Mixed Conditional

This type of conditional is called the Mixed Conditional because it refers to a mix of tenses in one sentence. We can use the Mixed Conditional in different ways, depending on what meaning we want to convey. Below, you will find the two most common usages of mixed conditional


Past Condition with Present Result

In this usage, we have a past condition (the conditional clause refers to the past) with a present result (the main clause, or result clause refers to the present). We use the Past Perfect Simple to show that the condition is in the past.

Form

Conditional Clause

Main Clause

If

+

Past Perfect,

+

would/wouldn’t

+

verb.


If we had finished the reports on time, we wouldn't have to do them now.

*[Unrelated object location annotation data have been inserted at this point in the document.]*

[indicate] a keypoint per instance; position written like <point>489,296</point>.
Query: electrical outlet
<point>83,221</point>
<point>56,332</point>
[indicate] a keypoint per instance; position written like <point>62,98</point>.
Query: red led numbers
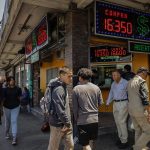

If we had finished the reports in time, = the conditional clause

we wouldn't have to do them now. = the main clause (result clause)

If he hadn't missed the flight, he would be in Warsaw now.

If things had gone according to plan, we would have more resources at our disposal.

If you had chosen a different field or study, what would you be right now?


It is also possible to invert the clauses by putting the main clause before the conditional clause to add variety and also when we want to emphasise a certain part of the sentence.

So, we can also use the following structure:

Main Clause

Conditional Clause

Would/Wouldn’t

+

verb

+

If

+

Past Perfect.


*NOTE: When the main clause comes before the conditional clause, we do not use a comma before the conditional clause.

Compare the following examples with the sentences above:

We wouldn't have to do the reports now If we had finished them on time.

He would be in Warsaw now If he hadn't missed the flight.

We would have more resources at our disposal if things had gone according to plan.

What would you be right now if you had chosen a different field or study?


We can use modal verbs in the main clause instead of would / wouldn't.

- use might / may / could to show uncertainty.

If I had worked harder at school, I may have had a better job now.

- use could / could have been able to to talk about ability.

If he wasn't allergic to dogs, he could have babysat Sparky.

- use should when you want to talk about something that is advisable or probable.

If you knew I was free, you should have come over.



Present Condition with Past Result

In this usage, the we have a present condition (the conditional clause refers to the present) with a past result (the main clause, or result clause refers to the past). We use the Past Simple to show that the condition is in the present and would have + past participle ( would + Present Perfect Simple) in the main clause because the result is in the past.

Form

Conditional Clause

Main Clause

If

+

Past Simple,

+

would/wouldn’t have

+

past participle.


If she wasn't afraid of flying, she would have come with us.

If she wasn't afraid of flying, = the conditional clause

she would have come with us. = the main clause (result clause)

If he missed the bus, he would have been late for work.

If I was a good cook, I wouldn't have ordered take out for our guests.

If my English was better, I would have taken the job in the UK.


It is also possible to invert the clauses by putting the main clause before the conditional clause to add variety and also when we want to emphasise a certain part of the sentence.

So, we can also use the following structure:

Main Clause

Conditional Clause

Would/Would’t have

+

past participle

+

If

+

Past Simple.


*NOTE: When the main clause comes before the conditional clause, we do not use a comma before the conditional clause.

Compare the following examples with the sentences above:

She would have come with us if she wasn't afraid of flying.

He would have been late for work if he missed the bus.

I wouldn't have ordered take out for our guests if I was a good cook.

I would have taken the job in the UK if my English was better.


*NOTE: In spoken English, would and had is often contracted to 'd with the subject.

If I had seen the film, I would know what happened.

If I’d seen the film, I ’d know what happened.


When using the verb be in the if clause, use were for everyone.

If I were stronger, I'd have been able to lift that.

*NOTE: It is also possible to use was instead of were but it is more informal.

If I was stronger, I'd have been able to lift that.